John Phillips talks about the most recent string of the past fifty years or so and says:
April 24, 2014 at 4:24 pm
Making much ado about many of the years within the most recent string of years being near the recent extremes was one of the first disingenuous tactics of the CAGW alarmists. Even when warming stops, they can continue that scam for many years to come.
Theo Goodwin got his second sentence right when he says:
April 24, 2014 at 5:04 pmWonderful explanation of a wonderful insight, Willis. Just what we expect from you.
Willis Eschenbach repeats his erroneous erroneous claim and says:
April 24, 2014 at 5:21 pm
Steve from Rockwood says: April 24, 2014 at 5:12 pm My gut feeling is you have only proved your time series is band-limited both in low and high frequencies.
Thanks, Steve, and you may be right about the cause. However, I wasn’t speculating on or trying to prove the underlying causes of the phenomenon.
Instead, I was commenting on the practical effects of the phenomenon, one of which is that we erroneously think we are living in extreme times.
RobL asks not a bad question and says:
April 24, 2014 at 5:41 pm
Is the effect stronger for shorter series? Eg what about a 160 point long series (to reflect the hottest year on record claims), or 16 point long series (to reflect hottest decade)

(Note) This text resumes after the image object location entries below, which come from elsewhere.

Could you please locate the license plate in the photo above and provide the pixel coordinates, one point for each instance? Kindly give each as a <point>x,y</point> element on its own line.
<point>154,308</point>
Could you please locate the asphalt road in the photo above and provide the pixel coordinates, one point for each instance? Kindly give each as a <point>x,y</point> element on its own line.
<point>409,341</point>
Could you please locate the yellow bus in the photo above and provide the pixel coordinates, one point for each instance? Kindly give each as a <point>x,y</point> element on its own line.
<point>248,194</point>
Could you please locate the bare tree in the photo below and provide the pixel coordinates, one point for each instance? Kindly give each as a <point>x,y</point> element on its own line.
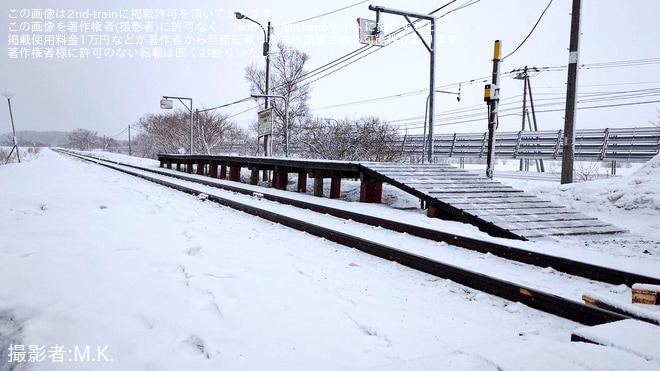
<point>170,133</point>
<point>287,68</point>
<point>363,139</point>
<point>83,139</point>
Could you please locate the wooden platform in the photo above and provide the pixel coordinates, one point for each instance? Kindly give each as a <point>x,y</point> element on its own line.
<point>448,192</point>
<point>492,206</point>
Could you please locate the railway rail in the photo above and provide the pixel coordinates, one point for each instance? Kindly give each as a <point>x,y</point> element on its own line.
<point>532,297</point>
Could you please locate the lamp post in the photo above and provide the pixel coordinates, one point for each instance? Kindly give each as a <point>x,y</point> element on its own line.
<point>286,118</point>
<point>8,94</point>
<point>166,103</point>
<point>266,49</point>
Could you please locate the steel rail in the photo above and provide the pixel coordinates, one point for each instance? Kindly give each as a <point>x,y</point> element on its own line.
<point>565,265</point>
<point>549,303</point>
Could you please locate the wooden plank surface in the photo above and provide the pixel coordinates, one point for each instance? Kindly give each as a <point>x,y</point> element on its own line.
<point>493,203</point>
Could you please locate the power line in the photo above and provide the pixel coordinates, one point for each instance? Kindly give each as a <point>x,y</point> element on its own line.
<point>530,32</point>
<point>323,15</point>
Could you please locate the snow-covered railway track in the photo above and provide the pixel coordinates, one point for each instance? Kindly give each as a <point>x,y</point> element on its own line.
<point>464,269</point>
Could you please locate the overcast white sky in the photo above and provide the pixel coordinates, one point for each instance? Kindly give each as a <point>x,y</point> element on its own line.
<point>109,93</point>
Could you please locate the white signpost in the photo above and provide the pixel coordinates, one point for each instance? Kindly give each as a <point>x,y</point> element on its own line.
<point>265,127</point>
<point>370,34</point>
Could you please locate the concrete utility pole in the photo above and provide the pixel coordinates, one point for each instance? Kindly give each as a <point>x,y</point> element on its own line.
<point>492,97</point>
<point>571,97</point>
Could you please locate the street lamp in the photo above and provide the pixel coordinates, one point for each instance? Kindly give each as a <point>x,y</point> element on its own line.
<point>8,94</point>
<point>266,49</point>
<point>166,103</point>
<point>286,118</point>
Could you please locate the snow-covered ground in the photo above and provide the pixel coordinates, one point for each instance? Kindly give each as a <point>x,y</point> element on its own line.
<point>106,272</point>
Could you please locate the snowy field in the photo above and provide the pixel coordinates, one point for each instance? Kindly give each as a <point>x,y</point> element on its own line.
<point>106,272</point>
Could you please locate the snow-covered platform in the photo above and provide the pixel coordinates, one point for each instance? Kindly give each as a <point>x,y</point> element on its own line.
<point>448,192</point>
<point>493,206</point>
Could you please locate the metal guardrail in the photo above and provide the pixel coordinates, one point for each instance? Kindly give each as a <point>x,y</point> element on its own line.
<point>613,144</point>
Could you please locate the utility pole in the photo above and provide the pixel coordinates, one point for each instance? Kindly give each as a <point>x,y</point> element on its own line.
<point>492,98</point>
<point>431,47</point>
<point>571,97</point>
<point>8,94</point>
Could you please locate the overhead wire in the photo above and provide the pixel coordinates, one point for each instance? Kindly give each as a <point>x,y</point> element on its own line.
<point>323,15</point>
<point>530,32</point>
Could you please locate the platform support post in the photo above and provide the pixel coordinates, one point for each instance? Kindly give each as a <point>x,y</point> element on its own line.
<point>302,183</point>
<point>318,187</point>
<point>213,169</point>
<point>235,173</point>
<point>335,188</point>
<point>280,179</point>
<point>371,191</point>
<point>254,176</point>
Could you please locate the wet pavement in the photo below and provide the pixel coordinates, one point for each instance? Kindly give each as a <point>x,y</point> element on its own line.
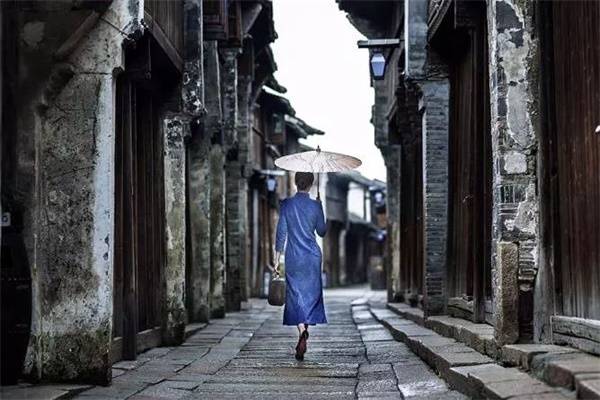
<point>250,355</point>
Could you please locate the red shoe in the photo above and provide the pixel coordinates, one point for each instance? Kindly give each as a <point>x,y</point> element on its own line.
<point>301,346</point>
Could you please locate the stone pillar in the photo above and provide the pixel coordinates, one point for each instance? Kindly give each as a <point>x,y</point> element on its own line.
<point>514,111</point>
<point>71,128</point>
<point>198,280</point>
<point>506,290</point>
<point>245,136</point>
<point>434,104</point>
<point>198,290</point>
<point>193,71</point>
<point>214,129</point>
<point>233,181</point>
<point>392,262</point>
<point>217,232</point>
<point>175,129</point>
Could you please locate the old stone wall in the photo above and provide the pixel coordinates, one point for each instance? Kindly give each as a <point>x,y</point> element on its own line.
<point>234,182</point>
<point>435,100</point>
<point>214,129</point>
<point>514,112</point>
<point>175,130</point>
<point>66,128</point>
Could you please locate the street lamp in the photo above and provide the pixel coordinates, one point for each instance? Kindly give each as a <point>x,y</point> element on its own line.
<point>378,61</point>
<point>377,65</point>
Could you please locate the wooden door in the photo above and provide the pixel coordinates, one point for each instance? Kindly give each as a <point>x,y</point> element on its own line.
<point>411,221</point>
<point>139,209</point>
<point>576,97</point>
<point>470,201</point>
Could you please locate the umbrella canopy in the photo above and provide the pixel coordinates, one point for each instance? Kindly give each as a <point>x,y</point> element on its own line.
<point>317,161</point>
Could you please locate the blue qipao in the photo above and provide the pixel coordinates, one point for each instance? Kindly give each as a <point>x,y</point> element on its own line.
<point>299,218</point>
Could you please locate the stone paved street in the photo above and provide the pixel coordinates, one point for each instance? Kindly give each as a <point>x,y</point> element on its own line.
<point>250,354</point>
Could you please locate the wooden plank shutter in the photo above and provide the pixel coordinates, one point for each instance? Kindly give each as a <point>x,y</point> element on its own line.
<point>215,18</point>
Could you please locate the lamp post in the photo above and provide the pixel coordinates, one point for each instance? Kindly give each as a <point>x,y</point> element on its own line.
<point>377,60</point>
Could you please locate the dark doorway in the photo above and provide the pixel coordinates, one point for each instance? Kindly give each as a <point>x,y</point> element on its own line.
<point>470,167</point>
<point>572,55</point>
<point>143,96</point>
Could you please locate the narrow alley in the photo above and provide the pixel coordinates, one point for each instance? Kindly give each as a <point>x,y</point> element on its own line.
<point>250,354</point>
<point>193,191</point>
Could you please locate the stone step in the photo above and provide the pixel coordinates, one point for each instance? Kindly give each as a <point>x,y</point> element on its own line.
<point>465,369</point>
<point>558,366</point>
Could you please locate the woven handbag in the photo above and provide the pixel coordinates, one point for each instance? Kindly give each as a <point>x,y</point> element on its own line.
<point>277,290</point>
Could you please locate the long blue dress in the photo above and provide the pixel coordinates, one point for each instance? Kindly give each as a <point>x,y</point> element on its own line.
<point>299,218</point>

Frederick Michael talks about proximity of data points and says:
April 24, 2014 at 5:59 pm
The “red noise” or “Brownian motion” assumption is essential to finding a closed form solution. In my example of adding the N+1th point, knowing the value of the Nth point needs to be complete knowledge. (This is sometimes called “memoryless.”) If there are longer autocorrelations (trends, periodicity, etc.) the problem gets harder, and all bets are off on the endpoint effect — it could grow or disappear.
And adds more, Frederick Michael says:
April 24, 2014 at 6:57 pm
I think the term “red noise” is throwing folks off here. Willis is talking about pure Brownian motion. That is known as red noise but thinking about this in terms of spectrum is a rabbit trail. Willis is speaking of a series with no periodicity.
gymnosperm seems to have concluded that global warming is real and we're not going to be heading for an ice age any time soon, except she or he is wrong about the last 17 years (1995, 19 years ago, was warmer than 1999 and 2000):
April 24, 2014 at 8:18 pm
There is another reason for ” it was the n hottest of the instrumental record”. The instrumental record is an S form with the hottest years at the top. Any year in the last 17 is guaranteed to be one of the top 17.
Humans have a natural tendency to “autocorrelate”. It is a perennial search for portents.
Mike Jonas says:
April 24, 2014 at 9:08 pm
Willis – Good thinking, nice work! Following on from your post, I thought I would investigate the notion that nine of the last 10 years being the warmest “ever” was unprecedented. Answer : NO. It also happened back in 1945 and 1946.